What policymakers in India must understand is that the pandemic is still quite early in India. Because of the lockdown, things got delayed – and that was a good thing, we wanted a delay. But it is very early. If the question is, when will the peak happen, to me, the question back is what will cause the peak and the decreasing of cases?
Right now, less than 1% of the Indian population has been infected. What we have seen in other places is that left unchecked, that number will grow exponentially until we hit 60%-70% infection, which is a billion people.

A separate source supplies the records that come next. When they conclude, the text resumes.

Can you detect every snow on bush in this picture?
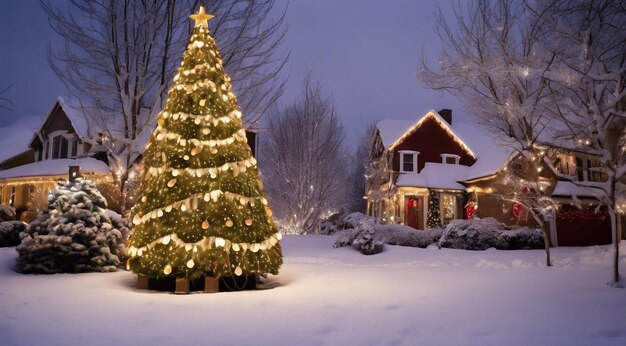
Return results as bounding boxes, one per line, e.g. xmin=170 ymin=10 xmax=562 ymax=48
xmin=0 ymin=204 xmax=17 ymax=222
xmin=0 ymin=221 xmax=26 ymax=247
xmin=333 ymin=213 xmax=543 ymax=255
xmin=438 ymin=218 xmax=543 ymax=250
xmin=17 ymin=179 xmax=128 ymax=274
xmin=320 ymin=212 xmax=370 ymax=235
xmin=334 ymin=213 xmax=441 ymax=255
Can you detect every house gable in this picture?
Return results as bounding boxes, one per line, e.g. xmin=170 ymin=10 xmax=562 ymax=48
xmin=39 ymin=102 xmax=76 ymax=138
xmin=388 ymin=111 xmax=477 ymax=173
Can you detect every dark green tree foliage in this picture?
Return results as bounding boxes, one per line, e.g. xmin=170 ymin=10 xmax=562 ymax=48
xmin=128 ymin=10 xmax=282 ymax=278
xmin=427 ymin=191 xmax=441 ymax=228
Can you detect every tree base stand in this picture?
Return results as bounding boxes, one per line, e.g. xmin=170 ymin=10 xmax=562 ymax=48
xmin=137 ymin=274 xmax=258 ymax=294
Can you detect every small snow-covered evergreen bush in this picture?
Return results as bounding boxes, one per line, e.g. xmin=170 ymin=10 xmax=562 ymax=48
xmin=334 ymin=213 xmax=442 ymax=255
xmin=320 ymin=212 xmax=370 ymax=235
xmin=0 ymin=204 xmax=17 ymax=222
xmin=17 ymin=178 xmax=128 ymax=274
xmin=0 ymin=221 xmax=26 ymax=247
xmin=438 ymin=218 xmax=543 ymax=250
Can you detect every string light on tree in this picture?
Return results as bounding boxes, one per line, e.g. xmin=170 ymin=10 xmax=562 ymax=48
xmin=128 ymin=7 xmax=282 ymax=279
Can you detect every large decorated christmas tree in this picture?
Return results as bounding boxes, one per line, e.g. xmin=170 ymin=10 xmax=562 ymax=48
xmin=128 ymin=7 xmax=282 ymax=279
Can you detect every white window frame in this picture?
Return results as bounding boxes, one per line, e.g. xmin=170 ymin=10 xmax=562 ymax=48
xmin=398 ymin=150 xmax=420 ymax=173
xmin=441 ymin=154 xmax=461 ymax=165
xmin=42 ymin=130 xmax=82 ymax=160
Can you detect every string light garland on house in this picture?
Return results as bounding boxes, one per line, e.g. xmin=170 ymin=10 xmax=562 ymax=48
xmin=127 ymin=7 xmax=282 ymax=279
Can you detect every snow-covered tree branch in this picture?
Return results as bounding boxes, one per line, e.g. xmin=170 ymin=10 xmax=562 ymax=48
xmin=544 ymin=0 xmax=626 ymax=286
xmin=261 ymin=75 xmax=348 ymax=233
xmin=40 ymin=0 xmax=288 ymax=209
xmin=418 ymin=0 xmax=554 ymax=266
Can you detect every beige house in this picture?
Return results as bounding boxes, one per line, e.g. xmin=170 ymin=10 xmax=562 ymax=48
xmin=0 ymin=96 xmax=257 ymax=222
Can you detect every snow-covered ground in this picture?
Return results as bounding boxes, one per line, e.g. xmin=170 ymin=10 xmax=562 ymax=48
xmin=0 ymin=236 xmax=626 ymax=345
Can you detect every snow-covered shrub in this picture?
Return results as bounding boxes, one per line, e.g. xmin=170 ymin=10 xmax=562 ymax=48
xmin=0 ymin=221 xmax=26 ymax=247
xmin=494 ymin=227 xmax=544 ymax=250
xmin=438 ymin=218 xmax=543 ymax=250
xmin=333 ymin=217 xmax=384 ymax=255
xmin=17 ymin=179 xmax=128 ymax=274
xmin=334 ymin=213 xmax=442 ymax=255
xmin=0 ymin=204 xmax=17 ymax=222
xmin=320 ymin=212 xmax=370 ymax=235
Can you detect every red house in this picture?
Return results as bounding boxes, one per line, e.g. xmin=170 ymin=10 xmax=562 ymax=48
xmin=365 ymin=109 xmax=477 ymax=229
xmin=364 ymin=109 xmax=626 ymax=246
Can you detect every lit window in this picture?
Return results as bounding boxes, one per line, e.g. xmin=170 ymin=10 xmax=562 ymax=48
xmin=399 ymin=150 xmax=419 ymax=173
xmin=441 ymin=154 xmax=461 ymax=165
xmin=9 ymin=186 xmax=15 ymax=207
xmin=44 ymin=131 xmax=79 ymax=159
xmin=70 ymin=138 xmax=78 ymax=157
xmin=439 ymin=193 xmax=456 ymax=225
xmin=402 ymin=154 xmax=415 ymax=172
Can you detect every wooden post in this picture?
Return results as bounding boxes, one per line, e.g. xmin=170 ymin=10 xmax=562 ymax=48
xmin=204 ymin=276 xmax=220 ymax=293
xmin=137 ymin=274 xmax=150 ymax=290
xmin=174 ymin=278 xmax=189 ymax=294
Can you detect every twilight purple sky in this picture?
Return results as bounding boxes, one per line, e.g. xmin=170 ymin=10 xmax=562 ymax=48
xmin=0 ymin=0 xmax=466 ymax=145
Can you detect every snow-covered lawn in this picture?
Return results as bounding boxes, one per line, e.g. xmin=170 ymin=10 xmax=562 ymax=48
xmin=0 ymin=236 xmax=626 ymax=345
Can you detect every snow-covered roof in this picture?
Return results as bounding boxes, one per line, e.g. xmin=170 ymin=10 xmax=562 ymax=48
xmin=376 ymin=119 xmax=415 ymax=148
xmin=0 ymin=157 xmax=110 ymax=179
xmin=0 ymin=117 xmax=41 ymax=162
xmin=57 ymin=96 xmax=94 ymax=139
xmin=376 ymin=110 xmax=512 ymax=184
xmin=376 ymin=109 xmax=476 ymax=157
xmin=456 ymin=122 xmax=513 ymax=180
xmin=396 ymin=162 xmax=469 ymax=190
xmin=552 ymin=181 xmax=602 ymax=197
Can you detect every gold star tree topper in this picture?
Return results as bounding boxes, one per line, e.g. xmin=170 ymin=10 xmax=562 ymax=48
xmin=189 ymin=6 xmax=215 ymax=28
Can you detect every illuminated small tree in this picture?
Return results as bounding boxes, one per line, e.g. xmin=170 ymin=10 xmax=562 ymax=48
xmin=128 ymin=7 xmax=282 ymax=279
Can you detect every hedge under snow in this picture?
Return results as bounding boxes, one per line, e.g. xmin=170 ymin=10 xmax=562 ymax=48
xmin=332 ymin=213 xmax=543 ymax=255
xmin=17 ymin=178 xmax=128 ymax=274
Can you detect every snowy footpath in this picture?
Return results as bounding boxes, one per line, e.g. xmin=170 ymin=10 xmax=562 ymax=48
xmin=0 ymin=236 xmax=626 ymax=346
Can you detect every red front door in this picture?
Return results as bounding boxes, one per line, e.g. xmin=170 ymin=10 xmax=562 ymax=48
xmin=404 ymin=196 xmax=424 ymax=229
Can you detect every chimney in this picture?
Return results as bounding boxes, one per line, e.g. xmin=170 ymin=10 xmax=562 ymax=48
xmin=68 ymin=166 xmax=82 ymax=183
xmin=438 ymin=108 xmax=452 ymax=125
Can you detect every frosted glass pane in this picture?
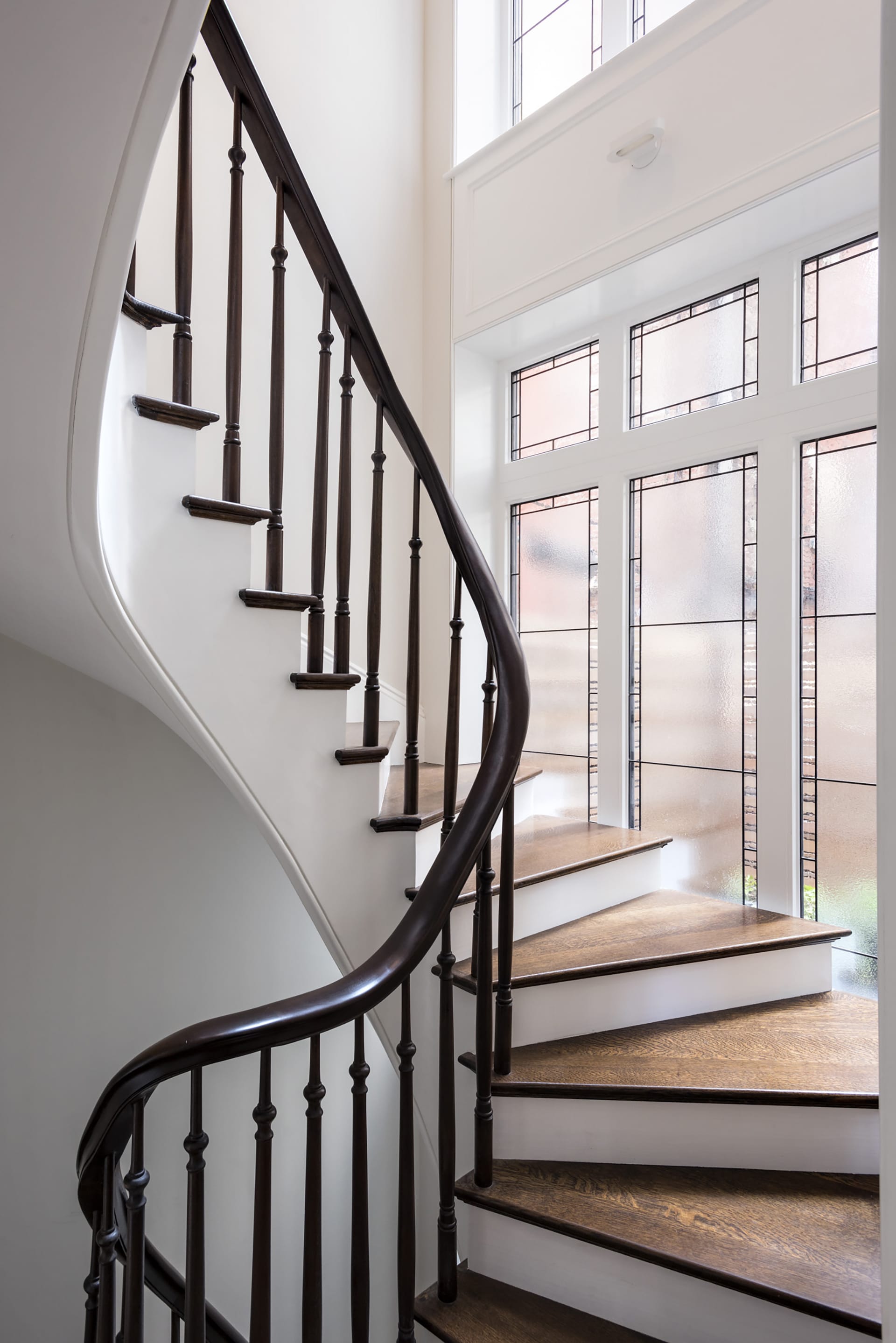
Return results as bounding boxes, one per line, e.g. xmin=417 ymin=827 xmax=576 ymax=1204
xmin=518 ymin=502 xmax=588 ymax=630
xmin=815 ymin=443 xmax=877 ymax=615
xmin=641 ymin=302 xmax=744 ymax=415
xmin=520 ymin=352 xmax=591 ymax=450
xmin=520 ymin=630 xmax=588 ymax=756
xmin=641 ymin=764 xmax=743 ymax=901
xmin=815 ymin=615 xmax=877 ymax=783
xmin=641 ymin=623 xmax=743 ymax=768
xmin=817 ymin=781 xmax=877 ymax=956
xmin=641 ymin=471 xmax=743 ymax=625
xmin=521 ymin=0 xmax=591 ymax=117
xmin=818 ymin=248 xmax=877 ymax=373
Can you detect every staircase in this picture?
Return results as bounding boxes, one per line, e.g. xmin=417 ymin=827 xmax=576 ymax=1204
xmin=78 ymin=0 xmax=881 ymax=1343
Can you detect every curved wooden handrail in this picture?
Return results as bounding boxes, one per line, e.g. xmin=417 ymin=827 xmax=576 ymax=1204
xmin=78 ymin=0 xmax=529 ymax=1310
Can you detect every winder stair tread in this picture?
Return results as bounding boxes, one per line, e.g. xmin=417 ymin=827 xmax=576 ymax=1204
xmin=414 ymin=1268 xmax=657 ymax=1343
xmin=454 ymin=890 xmax=849 ymax=992
xmin=458 ymin=816 xmax=672 ymax=904
xmin=461 ymin=992 xmax=879 ymax=1109
xmin=457 ymin=1160 xmax=881 ymax=1337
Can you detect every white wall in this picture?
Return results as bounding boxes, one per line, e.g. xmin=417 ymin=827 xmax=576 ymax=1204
xmin=0 ymin=639 xmax=398 ymax=1343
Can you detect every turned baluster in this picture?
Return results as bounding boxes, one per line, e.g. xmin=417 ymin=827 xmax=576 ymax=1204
xmin=308 ymin=279 xmax=333 ymax=672
xmin=348 ymin=1017 xmax=371 ymax=1343
xmin=333 ymin=330 xmax=355 ymax=673
xmin=171 ymin=56 xmax=196 ymax=406
xmin=184 ymin=1068 xmax=208 ymax=1343
xmin=265 ymin=179 xmax=289 ymax=592
xmin=363 ymin=396 xmax=385 ymax=747
xmin=220 ymin=93 xmax=246 ymax=504
xmin=404 ymin=471 xmax=423 ymax=816
xmin=122 ymin=1097 xmax=149 ymax=1343
xmin=302 ymin=1035 xmax=326 ymax=1343
xmin=396 ymin=979 xmax=416 ymax=1343
xmin=249 ymin=1049 xmax=277 ymax=1343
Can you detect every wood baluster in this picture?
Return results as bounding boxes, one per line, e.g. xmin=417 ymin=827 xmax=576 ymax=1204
xmin=122 ymin=1097 xmax=149 ymax=1343
xmin=302 ymin=1035 xmax=326 ymax=1343
xmin=348 ymin=1017 xmax=371 ymax=1343
xmin=308 ymin=279 xmax=333 ymax=672
xmin=396 ymin=979 xmax=416 ymax=1343
xmin=333 ymin=330 xmax=355 ymax=672
xmin=220 ymin=91 xmax=246 ymax=504
xmin=265 ymin=179 xmax=289 ymax=592
xmin=184 ymin=1068 xmax=208 ymax=1343
xmin=437 ymin=570 xmax=463 ymax=1301
xmin=363 ymin=396 xmax=385 ymax=747
xmin=97 ymin=1153 xmax=118 ymax=1343
xmin=171 ymin=56 xmax=196 ymax=406
xmin=404 ymin=471 xmax=423 ymax=816
xmin=249 ymin=1049 xmax=277 ymax=1343
xmin=84 ymin=1213 xmax=99 ymax=1343
xmin=494 ymin=787 xmax=516 ymax=1076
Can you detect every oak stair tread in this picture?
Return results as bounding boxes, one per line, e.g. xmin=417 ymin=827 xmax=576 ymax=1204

Of course, it is not going to be left unchecked, and I do not expect that that is going to happen. There are things that India can do to really reduce the spread of this virus and slow down that growth. Increasingly, we have good evidence around mask-wearing. People should be wearing masks outside, and indoors in any public space.
Second, we have got to go after hotspots. Every time you detect an outbreak, you need to follow the testing, tracing, isolation strategy. That has worked in lots of places in India — in Kerala, and in Dharavi in Mumbai. There is no reason for me to think that that cannot be a really critical public health strategy.
Third, for the next year ahead, no large gatherings.
If India does all of that — the masks, the testing, getting rid of large gatherings, really rethinking indoor restaurants and other places where the virus can spread – then I think India has a pretty good shot at keeping the virus from getting into exponential growth that will cause us to get to hundreds of thousands of cases a day. That is what I want to avoid, because if you get into hundreds of thousands of cases a day, you are going to find very quickly that your hospital capacity of India is not going to be able to keep up with all those sick people. I expect that India will see increasing numbers of cases for many weeks and probably many months ahead.